Updated: Nov 22, 2021

I don’t think it’s controversial to state that 2020 was an awful and challenging year for most of us. According to ONS data, rates of moderate to severe depression nearly doubled between July 2019 and November 2020. Not only this, but only 9% of those polled rated the year as good or great. Despite high hopes 2021 has got off to a rocky start too; we are in a lock-down (again), parents are homeschooling (again), and many people are worn down and worn out.

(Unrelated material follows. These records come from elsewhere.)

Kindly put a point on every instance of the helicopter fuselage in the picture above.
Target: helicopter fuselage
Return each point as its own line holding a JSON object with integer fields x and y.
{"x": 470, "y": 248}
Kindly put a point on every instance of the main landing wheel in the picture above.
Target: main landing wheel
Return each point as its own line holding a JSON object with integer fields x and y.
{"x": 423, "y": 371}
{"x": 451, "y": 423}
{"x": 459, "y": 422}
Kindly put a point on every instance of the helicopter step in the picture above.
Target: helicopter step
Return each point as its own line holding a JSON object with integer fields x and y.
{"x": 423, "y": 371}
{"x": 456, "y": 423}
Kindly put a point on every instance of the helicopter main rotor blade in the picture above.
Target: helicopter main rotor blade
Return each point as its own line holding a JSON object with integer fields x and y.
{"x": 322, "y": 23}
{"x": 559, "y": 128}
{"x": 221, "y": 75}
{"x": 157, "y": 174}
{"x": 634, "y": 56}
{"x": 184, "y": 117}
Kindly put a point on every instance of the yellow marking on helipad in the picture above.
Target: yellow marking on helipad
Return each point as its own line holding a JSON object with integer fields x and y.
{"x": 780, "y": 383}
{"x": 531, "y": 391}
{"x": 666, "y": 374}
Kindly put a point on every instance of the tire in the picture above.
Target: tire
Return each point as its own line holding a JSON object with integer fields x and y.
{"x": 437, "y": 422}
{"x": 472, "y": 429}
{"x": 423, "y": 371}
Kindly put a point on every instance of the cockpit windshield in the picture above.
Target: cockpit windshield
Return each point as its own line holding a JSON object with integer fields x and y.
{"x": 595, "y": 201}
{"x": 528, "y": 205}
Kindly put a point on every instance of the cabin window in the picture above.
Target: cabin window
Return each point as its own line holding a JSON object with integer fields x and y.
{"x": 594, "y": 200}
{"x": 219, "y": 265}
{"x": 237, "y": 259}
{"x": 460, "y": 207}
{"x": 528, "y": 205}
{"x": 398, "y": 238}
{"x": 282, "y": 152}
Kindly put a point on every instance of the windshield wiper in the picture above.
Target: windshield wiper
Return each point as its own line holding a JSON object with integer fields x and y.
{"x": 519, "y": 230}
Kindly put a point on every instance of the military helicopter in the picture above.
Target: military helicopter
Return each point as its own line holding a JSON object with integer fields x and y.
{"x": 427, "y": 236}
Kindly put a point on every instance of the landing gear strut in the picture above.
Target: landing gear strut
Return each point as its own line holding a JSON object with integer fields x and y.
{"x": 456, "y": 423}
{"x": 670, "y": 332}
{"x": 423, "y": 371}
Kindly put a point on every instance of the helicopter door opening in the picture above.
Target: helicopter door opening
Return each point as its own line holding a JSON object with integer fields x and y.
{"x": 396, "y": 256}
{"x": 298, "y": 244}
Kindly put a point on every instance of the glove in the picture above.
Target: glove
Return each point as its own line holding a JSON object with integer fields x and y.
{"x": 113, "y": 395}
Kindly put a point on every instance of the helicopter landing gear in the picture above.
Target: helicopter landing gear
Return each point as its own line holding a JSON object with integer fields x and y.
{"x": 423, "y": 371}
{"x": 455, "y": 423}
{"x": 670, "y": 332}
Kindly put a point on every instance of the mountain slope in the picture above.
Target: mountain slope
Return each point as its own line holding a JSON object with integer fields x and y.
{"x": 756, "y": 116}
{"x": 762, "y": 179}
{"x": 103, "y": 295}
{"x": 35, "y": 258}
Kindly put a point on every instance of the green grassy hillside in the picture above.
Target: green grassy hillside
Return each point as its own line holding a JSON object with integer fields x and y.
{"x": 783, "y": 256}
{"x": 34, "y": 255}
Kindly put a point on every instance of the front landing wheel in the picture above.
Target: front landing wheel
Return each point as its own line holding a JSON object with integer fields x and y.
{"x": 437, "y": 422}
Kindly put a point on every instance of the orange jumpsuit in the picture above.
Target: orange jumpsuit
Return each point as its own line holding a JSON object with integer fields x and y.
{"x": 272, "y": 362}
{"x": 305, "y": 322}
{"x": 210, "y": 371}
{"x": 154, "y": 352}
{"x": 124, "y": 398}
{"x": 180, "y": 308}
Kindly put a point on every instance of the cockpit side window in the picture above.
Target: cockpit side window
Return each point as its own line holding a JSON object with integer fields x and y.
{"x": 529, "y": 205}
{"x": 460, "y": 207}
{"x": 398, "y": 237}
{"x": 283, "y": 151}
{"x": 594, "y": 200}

For many of us this has left us feeling overburdened and chronically stressed. This chronic stress can mean our healthy habits become harder to maintain. They can become replaced with less helpful coping strategies. This may include drinking more alcohol (If this is you here is a blog we prepared earlier) and eating ever increasing amounts of junk food. In fact environments which are perceived as chronically stressful have been associated with a stronger desire for food which are high in fat and sugar. So, if you have found yourself eating biscuits for lunch and pizza for dinner, it’s your brain’s fault! Unfortunately, chronic stress can also result in changes which leave us more prone to mental and physical ill health. This is why trying to eat in a way that supports our brain is protective to our physical and mental health in the long run, despite where autopilot might want to take us.

But what does ‘eating for our brain’ look like? And how can we make those changes?

When thinking about diet, there is optimum, which is pretty person specific and often quite stressful to maintain without a team of dietitians on hand. However what is a ‘good enough’ diet for everyone to be aiming for is pretty clear and probably not that surprising to most of you. It includes a focus on whole, unprocessed foods like vegetables, lean proteins, unsaturated fat from plants or fish (olive oil, oily fish) and wholegrain cereals. Why these? Because diets that focus on these things are the most strongly associated with good brain health and longevity. In fact a diet high in vitamins, minerals and antioxidants protects the brain from oxidative stress.

Given the rising incidents of depression, one particularly interesting study showed that a change in diet towards the above types of foods resulted in an improvement of depressive symptoms. In this study the participants weren’t asked to adhere to a perfect diet, nor weigh or measure things. Instead they were asked to base their dietary choices around a set of tips and suggestions . This is not to say that changes in diet will alleviate depression in all people, all of the time. But attending to what we eat, can be part of the toolbox we turn to when working to look after our mental health.

For many of us, the suggestion that we should eat more whole foods is no big shock. A lot of the time we are aware of the things we want to do for our health, but struggle to stick to the changes. Right now this might feel particularly difficult.

This may, in part, be due to the huge number of new decisions each of us have found ourselves making during this pandemic. Decisions (particularly more complex ones) are known to tire the prefrontal cortex. The prefrontal cortex is the sensible bit of your brain that likes to do the thinking and planning. For each your “systems” that has been upended by the pandemic and the current lock-down (e.g. how to be a working parent), a new decision about how you are going to do things has to be made. After too many decisions the brain finds it increasingly difficult to weigh up short term wants over long term priorities.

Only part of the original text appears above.